Austen—A Romance Trope Creator?
The other day I was looking for one of my favorite TV adaptations of Jane Austen’s Emma (the one where Mr. Knightley is played by Johnny Lee Miller) on Netflix (don’t bother; it’s not available there) and it got me thinking about how Austen basically created some of the most popular romance tropes to this day. Nothing new, I know, but I had never thought about it that way before.
Of course, not everyone is a fan or has read Austen’s books but I love them. She was ahead of her time, writing strong, willful women who fought for (and won) what they wanted and loved. It’s no wonder her popularity has survived for so long.
But less thought of when discussing Austen and her books is the fact that she was the “inventor” of at least three of the most popular tropes in romance literature today. The romance style is largely reviled by the “serious” readers today as crap or smut, but Austen is here to remind us that romance can be, and often is, a weapon against society’s prejudices and preconceived ideas about women (among other things). Not to mention the fact that romance can be well written and worth of as much praise and attention as any other genre of literature.
Pride and Prejudice, arguably the most famous of her works, is an enemies to lovers romance. Elizabeth Bennet begins as hating and being disliked by the handsome but brooding and often obnoxious Darcy. We all know how that ended.

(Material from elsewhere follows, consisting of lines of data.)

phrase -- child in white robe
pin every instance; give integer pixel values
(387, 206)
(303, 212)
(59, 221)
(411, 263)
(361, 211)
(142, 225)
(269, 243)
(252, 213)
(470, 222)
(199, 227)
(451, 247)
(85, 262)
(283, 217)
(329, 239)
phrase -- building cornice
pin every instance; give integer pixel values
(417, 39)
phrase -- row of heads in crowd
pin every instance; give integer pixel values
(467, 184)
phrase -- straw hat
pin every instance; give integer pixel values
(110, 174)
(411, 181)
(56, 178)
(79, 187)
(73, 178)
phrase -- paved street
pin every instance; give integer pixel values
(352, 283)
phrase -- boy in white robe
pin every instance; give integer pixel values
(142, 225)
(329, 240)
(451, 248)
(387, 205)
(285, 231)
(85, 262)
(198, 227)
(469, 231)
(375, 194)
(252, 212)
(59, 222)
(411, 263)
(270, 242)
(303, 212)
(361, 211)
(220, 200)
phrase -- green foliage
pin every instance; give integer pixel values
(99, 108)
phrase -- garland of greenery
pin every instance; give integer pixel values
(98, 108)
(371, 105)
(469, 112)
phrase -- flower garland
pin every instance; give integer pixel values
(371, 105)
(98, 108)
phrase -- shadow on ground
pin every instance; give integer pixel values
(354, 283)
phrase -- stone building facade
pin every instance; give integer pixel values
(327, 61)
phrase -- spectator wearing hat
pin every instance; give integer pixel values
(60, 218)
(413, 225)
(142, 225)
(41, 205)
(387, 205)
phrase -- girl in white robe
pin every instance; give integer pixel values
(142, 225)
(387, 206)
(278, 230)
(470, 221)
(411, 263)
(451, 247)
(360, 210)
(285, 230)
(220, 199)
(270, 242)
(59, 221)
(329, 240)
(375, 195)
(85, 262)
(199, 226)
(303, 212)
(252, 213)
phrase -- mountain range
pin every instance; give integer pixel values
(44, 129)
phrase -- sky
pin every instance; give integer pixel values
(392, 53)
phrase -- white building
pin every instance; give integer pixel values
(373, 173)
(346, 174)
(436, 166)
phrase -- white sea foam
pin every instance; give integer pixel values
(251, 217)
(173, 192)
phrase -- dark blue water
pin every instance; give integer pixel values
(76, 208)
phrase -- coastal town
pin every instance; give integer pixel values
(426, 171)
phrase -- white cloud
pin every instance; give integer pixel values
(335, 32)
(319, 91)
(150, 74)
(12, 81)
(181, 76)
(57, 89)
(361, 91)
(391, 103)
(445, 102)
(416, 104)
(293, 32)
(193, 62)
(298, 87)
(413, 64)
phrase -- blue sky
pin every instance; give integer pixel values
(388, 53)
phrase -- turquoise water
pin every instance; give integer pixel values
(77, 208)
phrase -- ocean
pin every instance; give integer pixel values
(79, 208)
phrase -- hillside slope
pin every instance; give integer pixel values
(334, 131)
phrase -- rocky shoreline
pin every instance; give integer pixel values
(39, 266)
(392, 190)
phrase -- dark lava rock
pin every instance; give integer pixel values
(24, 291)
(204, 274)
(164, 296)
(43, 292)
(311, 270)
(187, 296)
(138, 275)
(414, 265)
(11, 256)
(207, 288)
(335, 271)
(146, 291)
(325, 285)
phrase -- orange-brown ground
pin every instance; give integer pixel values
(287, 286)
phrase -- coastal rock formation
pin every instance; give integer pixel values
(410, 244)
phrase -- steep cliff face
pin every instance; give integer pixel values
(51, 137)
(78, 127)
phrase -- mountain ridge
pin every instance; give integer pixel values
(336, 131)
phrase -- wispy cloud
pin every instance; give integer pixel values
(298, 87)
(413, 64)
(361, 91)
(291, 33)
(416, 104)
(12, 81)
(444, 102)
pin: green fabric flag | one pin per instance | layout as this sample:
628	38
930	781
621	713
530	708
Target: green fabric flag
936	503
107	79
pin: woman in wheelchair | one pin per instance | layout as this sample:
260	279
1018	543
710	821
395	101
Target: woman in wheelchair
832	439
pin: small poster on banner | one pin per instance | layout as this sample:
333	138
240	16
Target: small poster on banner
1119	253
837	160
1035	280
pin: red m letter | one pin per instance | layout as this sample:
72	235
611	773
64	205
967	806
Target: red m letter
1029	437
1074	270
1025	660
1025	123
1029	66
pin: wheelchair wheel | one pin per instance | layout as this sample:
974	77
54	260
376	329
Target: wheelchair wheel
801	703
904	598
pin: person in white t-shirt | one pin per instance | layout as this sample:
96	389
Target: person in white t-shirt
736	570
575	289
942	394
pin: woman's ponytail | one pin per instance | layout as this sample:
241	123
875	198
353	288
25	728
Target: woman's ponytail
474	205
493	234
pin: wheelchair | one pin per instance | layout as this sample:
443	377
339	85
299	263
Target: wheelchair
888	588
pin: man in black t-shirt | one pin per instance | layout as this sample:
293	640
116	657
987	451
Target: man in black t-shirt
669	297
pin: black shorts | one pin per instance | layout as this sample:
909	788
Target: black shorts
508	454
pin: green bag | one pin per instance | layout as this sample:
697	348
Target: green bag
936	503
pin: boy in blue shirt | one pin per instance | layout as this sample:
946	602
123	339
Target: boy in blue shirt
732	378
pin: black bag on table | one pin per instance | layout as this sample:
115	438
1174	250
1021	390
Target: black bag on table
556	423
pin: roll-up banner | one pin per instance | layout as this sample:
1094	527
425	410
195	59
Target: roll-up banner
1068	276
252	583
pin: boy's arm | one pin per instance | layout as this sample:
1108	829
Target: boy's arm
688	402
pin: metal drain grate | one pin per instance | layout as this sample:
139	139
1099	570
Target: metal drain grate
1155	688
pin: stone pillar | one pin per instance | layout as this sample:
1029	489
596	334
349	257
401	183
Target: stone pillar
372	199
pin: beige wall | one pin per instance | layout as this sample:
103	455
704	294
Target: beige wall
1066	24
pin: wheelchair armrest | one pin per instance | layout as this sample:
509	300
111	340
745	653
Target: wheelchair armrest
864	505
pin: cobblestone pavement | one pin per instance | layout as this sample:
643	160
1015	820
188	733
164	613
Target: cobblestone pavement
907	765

In Persuasion (possibly my personal favorite) Anne Elliot unwisely shuns Captain Wentworth despite her love for him, but eventually gets her second chance with him. A second chance romance.
Emma is clearly a friends to lovers romance. Emma has a best friend in Mr. Knightley and despite her attempts at matching every single woman in town with the perfect bachelor, totally misses the fact that the one she loves has always been right in front of her.
Mansfield Park is both an example of forbidden romance and love triangle with poor young woman Fanny who is loved by one man but in love with her cousin who is promised in marriage to another woman. In fact, this is also a friends to lovers romance since Fanny was best friends with her cousin with whom she grew up.
Nowadays these tropes are still being written with varying degrees of success. I am personally partial to the friends-to-lovers and second chances tropes and have written a couple books along those lines. Which kind of proves that a good love story never goes out of style if Jane Austen’s vast popularity even today is anything to go by.
Do you read romance? Do you have a favorite trope? I’d love to hear from you.